Roots vocalist Tariq Trotter, AKA Black Thought, recently sat down with the New York Times for a wide-ranging interview discussing everything from his favorite Philadelphia barbers to the time he burned down his family’s house as a youngster growing up in Mount Airy.
As Trotter told the Times, burning down the his family once lived in is one of his earliest memories. He was 6 at the time, and had a habit of burning off the limbs of plastic green army men to “make it seem like they were wounded.”
In one incident, however, Trotter said the “lighter got too hot,” causing him to throw it against some curtains, causing a fire:
My brother Keith, who was 14 years old, and my mom’s boyfriend were downstairs, and they smelled smoke. They called the Fire Department, and my mom’s boyfriend took me with him to pick up my mom from her doctor’s appointment. My brother waited for the Fire Department.
The incident, Trotter said, resulted in his brother being arrested after fighting with firemen who he accused of destroying furniture and stealing jewelry. The Roots emcee added that the event likely put his brother on a path that lead in and out of prison:
When we got back, the fire had been extinguished, but my brother had accused a few of the firemen of pocketing some jewelry and smashing some framed family pictures on the floor. My brother also said some of the firemen had destroyed some furniture that had no fire damage at all. One of the firemen got in my brother’s face and threatened him, and another swung on my brother. My brother fought back, and he was arrested.
That day was a turning point not just for me, not just for my family because of the fire, but that was the day my brother was arrested for the first time. He has been in and out of jail ever since.
Trotter also discussed the murder of his mother, who was killed when the rapper was just 16 years old (his father, meanwhile, was killed before Trotter turned one). As the rapper explains, his mother was addicted to crack cocaine at the time, and regularly went “AWOL for a day.”
After his mother once went missing for an entire week, Trotter told the Times, his family began calling jails and hospitals. They eventually found a woman in the morgue who matched her description, and the woman later turned out to be Trotter’s mother after dental records were used to verify her identity.
Trotter’s mother had been stabbed to death, the victim of “a 22-year-old dude who lived a few blocks away” from her in Southwest Philly, police would later learn.

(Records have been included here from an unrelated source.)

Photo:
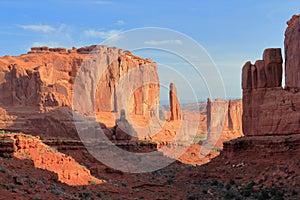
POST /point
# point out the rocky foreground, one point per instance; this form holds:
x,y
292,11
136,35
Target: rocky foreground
x,y
264,164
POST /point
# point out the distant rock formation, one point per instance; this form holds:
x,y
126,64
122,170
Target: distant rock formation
x,y
123,129
37,88
174,104
292,49
268,109
224,119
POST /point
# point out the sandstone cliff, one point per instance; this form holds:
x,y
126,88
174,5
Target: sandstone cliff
x,y
224,119
174,104
37,88
268,108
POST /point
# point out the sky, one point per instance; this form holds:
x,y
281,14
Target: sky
x,y
229,32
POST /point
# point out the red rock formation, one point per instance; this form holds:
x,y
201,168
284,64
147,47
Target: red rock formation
x,y
45,157
174,104
269,109
37,88
292,49
224,119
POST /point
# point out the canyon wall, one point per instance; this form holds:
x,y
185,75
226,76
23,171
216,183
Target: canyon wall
x,y
224,119
37,88
268,109
174,104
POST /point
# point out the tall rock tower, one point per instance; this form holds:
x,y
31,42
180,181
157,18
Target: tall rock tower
x,y
174,104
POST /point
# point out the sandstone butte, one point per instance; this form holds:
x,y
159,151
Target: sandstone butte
x,y
269,109
37,88
174,103
265,162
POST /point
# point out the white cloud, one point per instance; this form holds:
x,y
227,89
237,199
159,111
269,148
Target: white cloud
x,y
101,34
38,28
120,22
102,2
47,44
163,42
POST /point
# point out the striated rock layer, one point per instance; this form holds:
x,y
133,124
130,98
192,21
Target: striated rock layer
x,y
174,104
45,157
37,88
224,119
268,109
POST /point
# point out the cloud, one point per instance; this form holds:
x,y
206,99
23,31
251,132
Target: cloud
x,y
163,42
101,34
47,44
38,28
120,22
102,2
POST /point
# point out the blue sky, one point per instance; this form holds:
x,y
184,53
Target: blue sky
x,y
231,31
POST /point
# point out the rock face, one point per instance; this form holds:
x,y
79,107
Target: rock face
x,y
292,49
174,104
123,130
37,88
268,108
224,119
45,157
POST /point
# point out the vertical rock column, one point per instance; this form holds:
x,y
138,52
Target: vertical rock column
x,y
257,79
292,49
174,104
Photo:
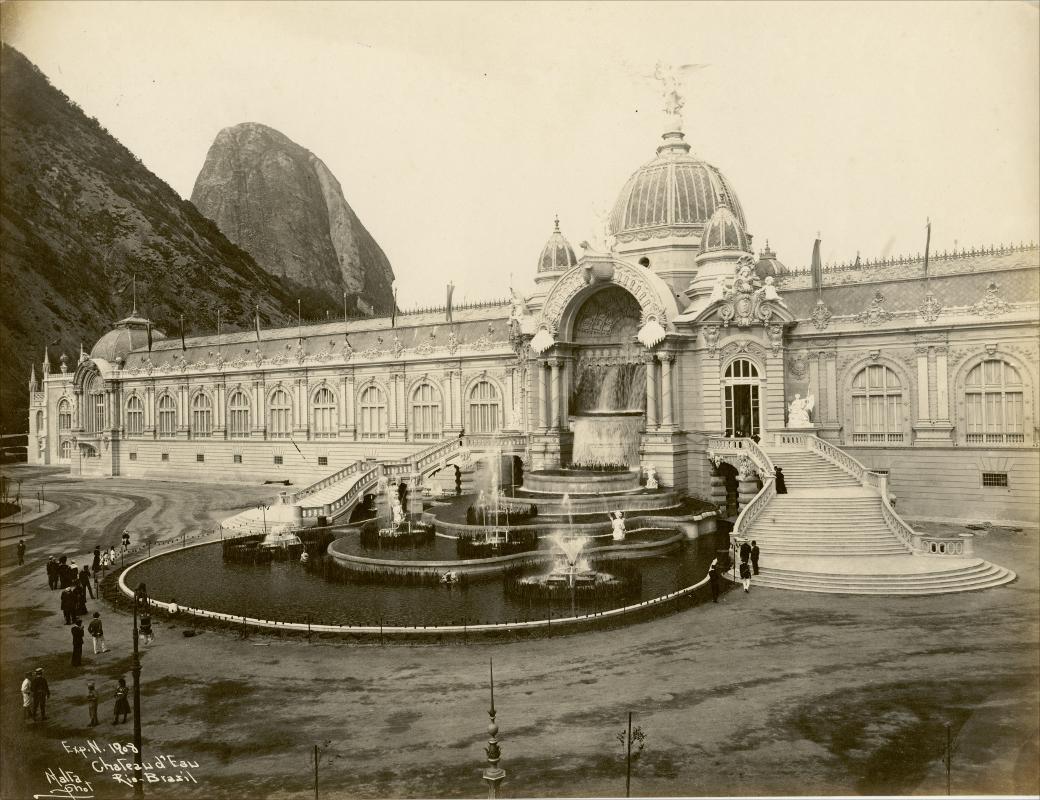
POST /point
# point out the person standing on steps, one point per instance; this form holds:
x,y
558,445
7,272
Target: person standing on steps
x,y
746,575
77,643
713,579
41,691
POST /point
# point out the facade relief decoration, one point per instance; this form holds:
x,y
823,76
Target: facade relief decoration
x,y
991,305
875,313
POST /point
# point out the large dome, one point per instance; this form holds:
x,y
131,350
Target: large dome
x,y
674,195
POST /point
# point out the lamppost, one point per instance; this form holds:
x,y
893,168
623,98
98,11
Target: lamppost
x,y
139,596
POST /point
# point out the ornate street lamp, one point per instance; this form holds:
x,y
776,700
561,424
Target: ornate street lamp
x,y
139,597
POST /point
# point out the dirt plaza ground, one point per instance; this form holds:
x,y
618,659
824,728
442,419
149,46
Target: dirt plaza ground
x,y
771,692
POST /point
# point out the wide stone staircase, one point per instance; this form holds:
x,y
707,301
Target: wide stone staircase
x,y
829,534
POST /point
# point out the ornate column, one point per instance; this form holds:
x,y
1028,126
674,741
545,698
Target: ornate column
x,y
554,380
666,388
543,394
651,391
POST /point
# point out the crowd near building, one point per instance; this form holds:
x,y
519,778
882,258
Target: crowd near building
x,y
924,366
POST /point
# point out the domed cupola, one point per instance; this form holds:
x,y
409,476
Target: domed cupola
x,y
724,232
673,195
557,256
128,335
769,266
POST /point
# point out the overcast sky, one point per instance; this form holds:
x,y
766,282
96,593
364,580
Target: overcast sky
x,y
459,130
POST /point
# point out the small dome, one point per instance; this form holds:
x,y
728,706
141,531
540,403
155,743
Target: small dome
x,y
557,254
769,265
129,334
724,232
674,194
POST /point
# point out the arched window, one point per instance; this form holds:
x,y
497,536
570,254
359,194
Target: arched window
x,y
484,408
65,415
741,398
426,412
323,413
167,415
993,404
202,415
877,402
135,416
98,405
238,415
372,410
280,414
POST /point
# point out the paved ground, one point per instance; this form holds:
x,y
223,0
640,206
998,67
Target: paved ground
x,y
771,692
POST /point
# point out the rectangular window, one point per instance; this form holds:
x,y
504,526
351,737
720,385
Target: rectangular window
x,y
994,479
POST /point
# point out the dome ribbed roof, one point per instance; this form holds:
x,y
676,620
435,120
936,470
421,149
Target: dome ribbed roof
x,y
557,254
724,232
129,334
675,190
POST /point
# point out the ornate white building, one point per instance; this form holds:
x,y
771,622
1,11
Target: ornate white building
x,y
676,324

“He was arrested and was supposed to have gotten the death penalty, but then through some clerical error, there was almost a mistrial and he had to be tried again,” Black Thought told the Times. “He was found guilty again in the second trial, and he is serving a life sentence.”
Trotter added that the incident, while tragic, inspired him to be resilient and pursue music, causing “that tragic experience [to] become a positive motivation.”
“I said to myself: ‘I’m going to win, and I’m going to be a success,’” Trotter said. “My mom would want me to achieve greatness in life.”